City Councilman Indicted in Money Laundering Scheme

Organized Crime Figure Linked to High-Tech Entrepreneur

Sex Trafficking Ring Brought Down

There were many more. He’d been an investigative journalist for more than forty years.

He smiled to himself at that thought: his journalism professor — the J-School at University of Missouri — had given him a failing mark for writing, “He had been a professor for over ten years.”

“Mr. Fitzhugh. It should be ‘more than.’ When you have individual items, the adverbial phrase is ‘more than’; when you have a single quantity, ‘over’ is proper. ‘He did well over the course of his tenure as professor.’ Though I would recast the sentence to say, ‘During his tenure as professor, he did well.’”

Ah, the battles we writers fight... All in the name of helping our readers best understand what we’re saying to them.

Now, let’s look at what makes you tick, Mr. Gravedigger. What is your why ?

He opened Jen’s bag and extracted his notes, spread them out on the desk before him. To a bulletin board next to his desk he pinned the chart he’d created earlier, when he was exploring his publicity theory.

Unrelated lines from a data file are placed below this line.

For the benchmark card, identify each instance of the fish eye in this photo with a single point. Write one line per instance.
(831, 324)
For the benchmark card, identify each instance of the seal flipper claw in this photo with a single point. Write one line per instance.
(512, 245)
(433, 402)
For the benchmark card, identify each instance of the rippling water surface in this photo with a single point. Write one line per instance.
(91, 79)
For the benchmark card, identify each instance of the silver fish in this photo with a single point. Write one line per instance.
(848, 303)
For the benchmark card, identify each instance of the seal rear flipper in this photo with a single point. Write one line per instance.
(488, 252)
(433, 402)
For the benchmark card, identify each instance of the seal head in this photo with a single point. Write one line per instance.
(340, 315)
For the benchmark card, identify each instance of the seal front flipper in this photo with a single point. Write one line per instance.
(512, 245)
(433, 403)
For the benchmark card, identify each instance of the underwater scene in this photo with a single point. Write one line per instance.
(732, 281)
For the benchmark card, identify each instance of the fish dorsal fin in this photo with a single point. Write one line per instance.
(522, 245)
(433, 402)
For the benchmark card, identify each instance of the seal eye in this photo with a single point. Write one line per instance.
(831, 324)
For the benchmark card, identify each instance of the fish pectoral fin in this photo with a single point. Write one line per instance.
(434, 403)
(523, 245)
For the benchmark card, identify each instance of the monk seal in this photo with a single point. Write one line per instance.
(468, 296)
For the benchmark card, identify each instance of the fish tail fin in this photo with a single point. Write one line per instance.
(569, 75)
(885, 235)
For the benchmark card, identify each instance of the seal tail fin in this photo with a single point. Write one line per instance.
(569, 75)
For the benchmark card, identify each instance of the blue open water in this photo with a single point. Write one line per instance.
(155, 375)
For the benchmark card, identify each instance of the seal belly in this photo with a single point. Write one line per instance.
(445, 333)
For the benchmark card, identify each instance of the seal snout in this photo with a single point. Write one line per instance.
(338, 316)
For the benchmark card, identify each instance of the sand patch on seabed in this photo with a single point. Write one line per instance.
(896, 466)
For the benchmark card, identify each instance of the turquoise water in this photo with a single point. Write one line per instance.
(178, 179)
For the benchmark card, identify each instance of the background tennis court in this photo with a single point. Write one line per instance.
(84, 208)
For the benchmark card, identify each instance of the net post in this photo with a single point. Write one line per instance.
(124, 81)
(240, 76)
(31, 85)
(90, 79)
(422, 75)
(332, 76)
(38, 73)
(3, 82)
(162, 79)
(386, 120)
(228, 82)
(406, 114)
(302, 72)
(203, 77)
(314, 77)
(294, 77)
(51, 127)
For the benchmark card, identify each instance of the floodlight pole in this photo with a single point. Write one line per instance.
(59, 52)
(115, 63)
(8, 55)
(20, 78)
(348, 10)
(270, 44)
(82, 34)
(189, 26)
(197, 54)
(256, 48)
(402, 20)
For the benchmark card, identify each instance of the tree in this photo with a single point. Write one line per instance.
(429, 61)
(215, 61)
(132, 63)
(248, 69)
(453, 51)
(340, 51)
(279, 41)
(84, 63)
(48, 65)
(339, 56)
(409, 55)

Stories around the Time and Place of the Gravedigger’s Kidnappings

Kidnapping One — Shana Evans

● Domestic batteries and one parental domestic abduction.

● Gang shootout, bystander killed in cross fire.

● Food processing plant investigation — salmonella outbreak.

● Four robberies, all drug related.

● Graffiti on synagogue; LGBTQ activist assaulted; hate crimes.

● Serial killer preying on prostitutes (MO was different from the Gravedigger’s).